Sunday, 20th November 2016. 11:00:39am ET
Reviews CD Reviews Experimental, IDM, Glitch Vlor- A Fire is Meant for Burning


Artist: Vlor
CD Title: A Fire is Meant for Burning
Label: Silber Records
Reviewer: Joshua Heinrich
Date: 8/13/06

 

Vlor's beginnings stretch back to 1992, the band's two original EPs being recorded in the mid-late 90s before its demise. Resurrecting the project sans original member Russell Halasz and with the help of an array of notable artists, including Lycia's Mike Vanportfleet, Aarktica's Jon DeRosa, and Rivulets' Nathan Amundson, Silber head Brian John Mitchell has compiled Vlor's first full length, A Fire is Meant for Burning. Assembled from the best results of these collaborations, built around 90 minutes of his own original guitar-based source material, the mostly instrumental and remarkably cohesive album contains just over 40 minutes of melodic and sonically diverse constructed compositions.

All twelve tracks here are anchored by Mitchell's simplistic-yet-emotive repeating guitar riffs and arpeggios, most of the album's sonic variety coming largely from its various collaborators. The nicely produced "potential new sound", its simple guitar arpeggio buried beneath beautifully textured layers of Indian instrumentation and atmospheric processed loops, is one of the disc's loveliest and most effective, but even the stripped down, melodic, interweaving two-guitar interplay of "light at the speed of sound" proves quite dynamic. The sinister guitar riff, dark melodic counterpoint, and unsettling distorted noise of "wires" provide another particularly striking moment.

As expected, "days like smoke", the only title featuring Mike Vanportfleet, is arguably the disc's highlight, a simply beautiful foray into melancholia, airy breaths searing the background of the lush, synth-heavy delivery that sets it apart from the rest of the material here. Also notable for their differences are "suncatcher", featuring the concrete ethereal vocals of Jessica Bailiff, and "new machine", still experimental but featuring a more traditional rock arrangement complete with percussion courtesy of Paolo Messere.

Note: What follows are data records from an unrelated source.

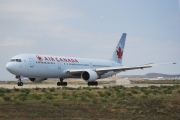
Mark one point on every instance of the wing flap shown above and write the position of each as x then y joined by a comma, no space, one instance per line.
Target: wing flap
101,71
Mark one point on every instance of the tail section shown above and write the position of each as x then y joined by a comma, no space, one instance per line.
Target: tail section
118,53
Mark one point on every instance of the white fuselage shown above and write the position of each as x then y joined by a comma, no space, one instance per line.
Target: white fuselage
46,66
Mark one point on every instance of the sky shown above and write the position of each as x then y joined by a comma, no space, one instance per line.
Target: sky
92,29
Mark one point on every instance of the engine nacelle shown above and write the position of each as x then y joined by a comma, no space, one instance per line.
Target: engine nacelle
89,76
37,79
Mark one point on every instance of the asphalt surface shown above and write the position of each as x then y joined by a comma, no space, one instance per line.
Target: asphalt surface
11,86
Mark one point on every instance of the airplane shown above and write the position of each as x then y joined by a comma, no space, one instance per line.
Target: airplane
38,68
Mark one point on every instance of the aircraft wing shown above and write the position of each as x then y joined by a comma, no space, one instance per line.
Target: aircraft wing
101,71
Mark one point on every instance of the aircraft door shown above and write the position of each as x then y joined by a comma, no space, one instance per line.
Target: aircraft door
31,62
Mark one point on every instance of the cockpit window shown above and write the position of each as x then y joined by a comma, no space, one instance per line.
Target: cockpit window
16,60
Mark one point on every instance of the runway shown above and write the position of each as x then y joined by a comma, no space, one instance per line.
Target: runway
12,86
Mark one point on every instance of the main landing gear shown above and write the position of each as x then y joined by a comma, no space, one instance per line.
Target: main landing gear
61,83
95,83
20,83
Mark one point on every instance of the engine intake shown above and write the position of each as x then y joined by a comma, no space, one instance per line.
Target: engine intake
89,76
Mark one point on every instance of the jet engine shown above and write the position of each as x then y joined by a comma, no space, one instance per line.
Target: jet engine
37,79
89,76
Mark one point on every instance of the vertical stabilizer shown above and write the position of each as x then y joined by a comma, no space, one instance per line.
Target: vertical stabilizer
118,53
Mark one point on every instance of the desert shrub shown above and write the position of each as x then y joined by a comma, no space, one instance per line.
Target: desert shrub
121,94
105,87
44,90
49,96
2,90
88,95
22,97
104,100
16,89
52,89
134,91
8,90
100,94
65,95
153,87
56,104
1,94
37,88
7,98
129,94
107,93
27,91
178,91
36,96
166,91
83,98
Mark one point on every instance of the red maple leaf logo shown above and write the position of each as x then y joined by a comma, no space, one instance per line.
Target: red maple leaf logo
119,53
39,58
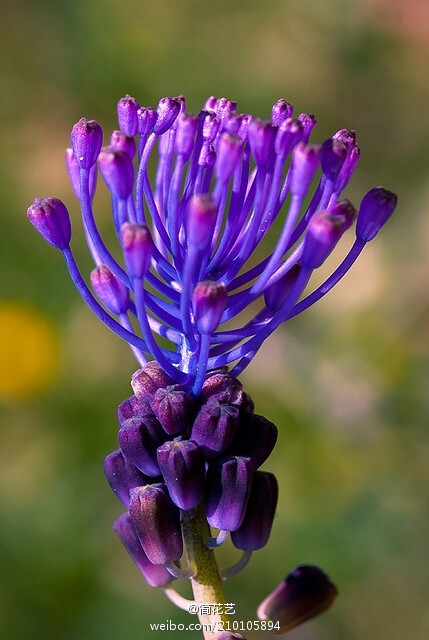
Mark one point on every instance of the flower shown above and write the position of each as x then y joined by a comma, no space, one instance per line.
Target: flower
222,180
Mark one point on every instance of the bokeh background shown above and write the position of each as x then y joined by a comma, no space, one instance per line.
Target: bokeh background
347,383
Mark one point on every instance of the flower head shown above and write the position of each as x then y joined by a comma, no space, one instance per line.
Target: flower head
222,180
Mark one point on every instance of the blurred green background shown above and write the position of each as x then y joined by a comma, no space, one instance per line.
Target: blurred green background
347,383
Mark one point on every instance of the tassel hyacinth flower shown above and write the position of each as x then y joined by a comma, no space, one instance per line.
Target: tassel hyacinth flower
179,289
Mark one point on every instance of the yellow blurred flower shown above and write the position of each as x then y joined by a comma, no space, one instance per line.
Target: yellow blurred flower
29,351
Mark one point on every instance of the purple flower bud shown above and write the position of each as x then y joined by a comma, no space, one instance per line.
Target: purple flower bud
139,438
156,575
174,409
119,140
324,231
127,115
167,111
304,594
232,123
49,216
73,169
146,118
254,531
211,104
117,170
281,111
215,427
137,245
277,293
122,476
346,209
225,107
182,466
130,408
261,136
222,387
227,490
200,220
207,156
288,135
246,121
332,158
308,122
255,439
210,128
156,520
209,302
375,209
305,162
229,152
147,380
86,138
111,291
186,129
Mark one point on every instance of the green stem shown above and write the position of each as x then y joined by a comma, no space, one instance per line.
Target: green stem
207,583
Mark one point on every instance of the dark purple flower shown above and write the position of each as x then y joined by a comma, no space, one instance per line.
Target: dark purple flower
182,466
304,594
254,531
227,490
156,575
156,521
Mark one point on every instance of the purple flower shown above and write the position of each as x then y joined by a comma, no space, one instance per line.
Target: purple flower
222,180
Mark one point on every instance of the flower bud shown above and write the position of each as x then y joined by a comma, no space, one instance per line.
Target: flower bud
119,140
210,126
345,209
305,162
186,129
167,111
117,170
73,169
277,293
139,438
111,291
215,427
137,245
127,115
147,380
222,387
130,408
333,155
304,594
146,118
209,302
227,489
254,531
49,216
225,107
200,220
86,138
324,231
255,439
229,152
174,409
156,575
156,521
122,476
261,136
182,466
288,135
280,112
308,122
375,209
226,635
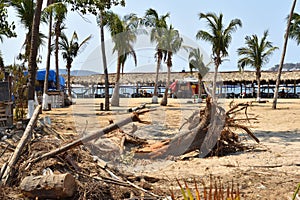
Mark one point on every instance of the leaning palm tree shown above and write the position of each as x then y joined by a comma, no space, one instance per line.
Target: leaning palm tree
220,37
32,65
172,42
286,37
294,32
158,24
255,54
2,69
59,12
49,15
123,33
70,50
25,12
196,63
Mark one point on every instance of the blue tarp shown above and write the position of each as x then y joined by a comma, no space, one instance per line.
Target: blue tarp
40,76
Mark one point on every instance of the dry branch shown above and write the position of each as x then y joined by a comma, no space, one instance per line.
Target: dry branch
19,149
132,118
53,186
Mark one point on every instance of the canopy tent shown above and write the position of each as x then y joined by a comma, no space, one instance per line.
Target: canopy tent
40,76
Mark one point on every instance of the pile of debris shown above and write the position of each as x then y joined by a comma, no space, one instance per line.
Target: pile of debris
44,164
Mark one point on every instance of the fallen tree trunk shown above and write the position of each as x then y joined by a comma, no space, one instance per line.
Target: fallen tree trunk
132,118
53,186
206,133
19,149
183,142
142,106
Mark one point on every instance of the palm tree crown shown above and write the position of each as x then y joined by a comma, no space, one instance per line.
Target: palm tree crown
70,50
123,33
196,62
255,54
158,25
171,44
219,36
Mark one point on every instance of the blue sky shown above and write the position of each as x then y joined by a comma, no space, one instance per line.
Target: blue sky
256,16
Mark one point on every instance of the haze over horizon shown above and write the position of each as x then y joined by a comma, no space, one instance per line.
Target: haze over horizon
256,16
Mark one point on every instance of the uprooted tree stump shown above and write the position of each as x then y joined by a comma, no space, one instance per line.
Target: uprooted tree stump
209,131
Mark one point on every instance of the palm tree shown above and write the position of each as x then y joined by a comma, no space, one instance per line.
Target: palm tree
286,37
196,63
101,24
25,11
32,67
255,54
60,12
49,14
171,44
2,69
219,37
123,33
294,32
70,50
158,25
6,29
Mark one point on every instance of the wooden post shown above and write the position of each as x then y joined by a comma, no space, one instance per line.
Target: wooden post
18,151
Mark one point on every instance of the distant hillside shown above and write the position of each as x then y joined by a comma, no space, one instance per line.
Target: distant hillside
287,67
77,72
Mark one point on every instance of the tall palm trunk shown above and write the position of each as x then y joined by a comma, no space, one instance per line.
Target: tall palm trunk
199,86
217,62
215,83
106,81
69,79
57,35
164,101
258,75
45,92
155,94
32,58
115,97
286,36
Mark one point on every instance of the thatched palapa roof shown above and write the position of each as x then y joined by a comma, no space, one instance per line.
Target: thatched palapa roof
233,77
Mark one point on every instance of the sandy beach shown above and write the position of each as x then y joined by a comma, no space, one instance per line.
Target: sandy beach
269,170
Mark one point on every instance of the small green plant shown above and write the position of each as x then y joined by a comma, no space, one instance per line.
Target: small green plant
215,191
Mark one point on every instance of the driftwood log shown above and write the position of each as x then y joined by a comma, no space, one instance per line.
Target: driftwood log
52,186
9,167
142,106
132,118
205,133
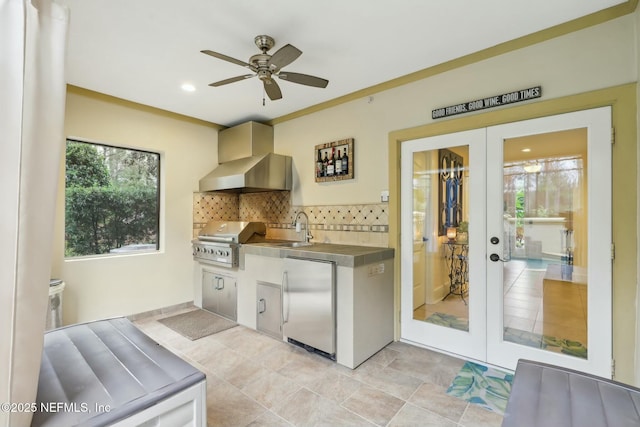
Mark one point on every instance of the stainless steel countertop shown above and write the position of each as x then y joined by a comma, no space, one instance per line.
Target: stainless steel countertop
342,255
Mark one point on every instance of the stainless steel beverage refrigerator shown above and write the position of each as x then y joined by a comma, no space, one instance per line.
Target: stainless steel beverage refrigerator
308,304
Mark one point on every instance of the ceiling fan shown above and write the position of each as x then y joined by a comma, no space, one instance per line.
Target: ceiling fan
267,66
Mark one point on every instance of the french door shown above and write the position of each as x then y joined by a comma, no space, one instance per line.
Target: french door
509,231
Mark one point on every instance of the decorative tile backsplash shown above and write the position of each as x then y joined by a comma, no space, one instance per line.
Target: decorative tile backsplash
366,224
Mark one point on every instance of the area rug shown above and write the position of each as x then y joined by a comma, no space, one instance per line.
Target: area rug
197,324
546,342
448,320
480,385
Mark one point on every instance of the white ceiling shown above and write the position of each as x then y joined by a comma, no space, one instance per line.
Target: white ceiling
144,50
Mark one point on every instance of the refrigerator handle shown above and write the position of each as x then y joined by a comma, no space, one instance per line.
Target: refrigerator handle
285,297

From slightly folksy guitar simplicity to lush ethereal moments, Vlor's return is a diverse and rather successful jump into experimental collaborative territory. Its occasionally sloppiness, likely due to it's varying original sources, actually often adds an extra touch of humanity rather than detracting from the material, creating an album that's imperfect, but almost necessarily so. Always underpinned and grounded by Mitchell's repetition but given life through the intervention and imaginations of its collaborators, A Fire is Meant for Burning is an emotive and relevant offering that proves greater than the sum of its parts.